KPK dan Kerahasiaan Bank
Komisi Pemberantasan Korupsi (KPK) boleh bernapas lega. Demi kepentingan pengusutan kasus korupsi KPK leluasa membuka rekening tersangka atau terdakwa korupsi. Artinya, untuk membuka rekening pejabat yang disangka/didakwa korupsi KPK tidak perlu meminta izin Gubernur Bank Indonesia.
Keleluasaan KPK membuka rekening tersangka/terdakwa korupsi tersebut berdasarkan Fatwa Mahkamah Agung (MA) Nomor KMA/694/RHS/XII/2004. Fatwa tersebut ditandatangani Ketua MA Bagir Manan tanggal 2 Desember 2004 dan ditujukan kepada Gubernur BI. Dengan fatwa MA ini KPK kini bukan saja menjadi lembaga yang fullpower, tetapi juga tidak lagi ada yang menghalangi langkahnya menyeret para koruptor ke meja hijau.
Menurut Ketua MA dalam fatwa tersebut, pasal 12 UU No.30/2002 merupakan ketentuan khusus (lex specialis) yang memberi kewenangan kepada KPK dalam melaksanakan tugas penyelidikan, penyidikan dan penuntutan.
Sebagai lex specialis, ketentuan pasal 12 dapat mengenyampingkan ketentuan-ketentuan dalam undang-undang yang bersifat umum. Pasal 12 butir c UU No.30/2002 menyebutkan KPK berwenang meminta keterangan pada bank atau lembaga keuangan lainnya tentang keadaan keuangan tersangka atau terdakwa yang sedang diperiksa. Sedangkan pasal 12 butir d UU No.30/2002 menyatakan bahwa KPK berwenang memerintahkan kepada bank atau lembaga keuangan lainnya untuk memblokir rekening yang diduga hasil dari korupsi milik tersangka, terdakwa atau pihak lain yang terkait.

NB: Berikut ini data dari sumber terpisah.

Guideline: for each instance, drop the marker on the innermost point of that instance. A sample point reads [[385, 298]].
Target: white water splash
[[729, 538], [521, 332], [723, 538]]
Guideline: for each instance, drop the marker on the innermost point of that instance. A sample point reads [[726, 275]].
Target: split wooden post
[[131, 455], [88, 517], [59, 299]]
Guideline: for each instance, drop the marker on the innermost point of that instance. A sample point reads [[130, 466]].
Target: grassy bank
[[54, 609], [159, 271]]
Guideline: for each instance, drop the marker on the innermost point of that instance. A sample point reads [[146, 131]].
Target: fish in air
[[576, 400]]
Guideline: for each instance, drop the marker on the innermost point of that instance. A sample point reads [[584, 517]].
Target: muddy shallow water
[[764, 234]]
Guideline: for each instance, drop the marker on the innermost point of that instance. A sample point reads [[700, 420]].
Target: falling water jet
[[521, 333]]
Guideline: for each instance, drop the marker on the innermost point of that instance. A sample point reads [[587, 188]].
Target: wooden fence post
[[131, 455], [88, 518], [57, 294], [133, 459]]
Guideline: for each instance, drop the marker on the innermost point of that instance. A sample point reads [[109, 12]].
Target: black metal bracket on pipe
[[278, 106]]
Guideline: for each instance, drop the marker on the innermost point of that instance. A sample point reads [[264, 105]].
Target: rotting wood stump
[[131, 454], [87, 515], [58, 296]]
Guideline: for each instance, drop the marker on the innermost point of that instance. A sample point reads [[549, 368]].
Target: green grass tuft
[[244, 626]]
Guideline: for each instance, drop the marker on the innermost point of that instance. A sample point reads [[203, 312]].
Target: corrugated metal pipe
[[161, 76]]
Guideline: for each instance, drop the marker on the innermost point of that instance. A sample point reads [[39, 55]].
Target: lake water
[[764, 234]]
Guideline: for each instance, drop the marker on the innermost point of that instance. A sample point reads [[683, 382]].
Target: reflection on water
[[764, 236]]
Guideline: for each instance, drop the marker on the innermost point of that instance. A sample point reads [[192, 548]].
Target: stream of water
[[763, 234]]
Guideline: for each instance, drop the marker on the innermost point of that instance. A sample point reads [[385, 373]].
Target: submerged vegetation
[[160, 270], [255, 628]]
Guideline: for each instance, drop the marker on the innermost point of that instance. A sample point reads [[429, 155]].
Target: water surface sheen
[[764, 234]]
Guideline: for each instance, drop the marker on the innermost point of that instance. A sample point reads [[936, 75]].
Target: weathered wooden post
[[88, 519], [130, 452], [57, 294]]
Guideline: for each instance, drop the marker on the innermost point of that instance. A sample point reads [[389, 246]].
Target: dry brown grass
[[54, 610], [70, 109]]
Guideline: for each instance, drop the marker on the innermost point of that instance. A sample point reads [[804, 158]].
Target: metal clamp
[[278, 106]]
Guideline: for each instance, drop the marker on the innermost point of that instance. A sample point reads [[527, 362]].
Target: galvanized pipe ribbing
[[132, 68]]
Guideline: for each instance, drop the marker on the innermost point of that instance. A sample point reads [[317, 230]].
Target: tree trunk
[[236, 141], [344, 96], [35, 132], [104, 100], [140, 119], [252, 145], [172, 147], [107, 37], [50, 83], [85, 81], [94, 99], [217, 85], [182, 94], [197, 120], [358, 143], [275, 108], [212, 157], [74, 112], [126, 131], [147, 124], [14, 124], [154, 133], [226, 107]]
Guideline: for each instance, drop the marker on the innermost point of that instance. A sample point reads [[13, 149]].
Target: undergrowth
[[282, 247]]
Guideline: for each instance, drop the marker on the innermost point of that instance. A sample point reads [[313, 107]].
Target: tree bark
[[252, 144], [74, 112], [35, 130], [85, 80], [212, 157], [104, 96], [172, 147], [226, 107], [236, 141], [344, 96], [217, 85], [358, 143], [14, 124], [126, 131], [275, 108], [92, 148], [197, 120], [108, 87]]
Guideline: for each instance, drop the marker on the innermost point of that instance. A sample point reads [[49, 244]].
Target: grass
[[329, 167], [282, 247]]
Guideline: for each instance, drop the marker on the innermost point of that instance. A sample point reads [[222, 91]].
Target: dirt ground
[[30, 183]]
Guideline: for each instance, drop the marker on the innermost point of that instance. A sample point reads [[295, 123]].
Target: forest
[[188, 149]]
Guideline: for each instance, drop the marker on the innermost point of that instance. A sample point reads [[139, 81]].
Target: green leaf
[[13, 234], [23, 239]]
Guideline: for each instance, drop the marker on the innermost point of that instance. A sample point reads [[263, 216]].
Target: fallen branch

Selama ini kerahasiaan bank diatur dalam pasal 42 UU No.10/1998. Memang, khusus untuk pemberantasan korupsi, berdasarkan UU tentang Pemberantasan Tindak Pidana Korupsi, kerahasiaan bank dapat diterobos. Seperti termaktub dalam pasal 29 ayat 1 UU Pemberantasan Tindak Pidana Korupsi, bahwa penyidik, penuntut umum atau hakim, untuk kepentingan penyidikan, penuntutan atau pemeriksaan di sidang pengadilan dapat meminta keterangan pada bank tentang keadaan keuangan tersangka atau terdakwa.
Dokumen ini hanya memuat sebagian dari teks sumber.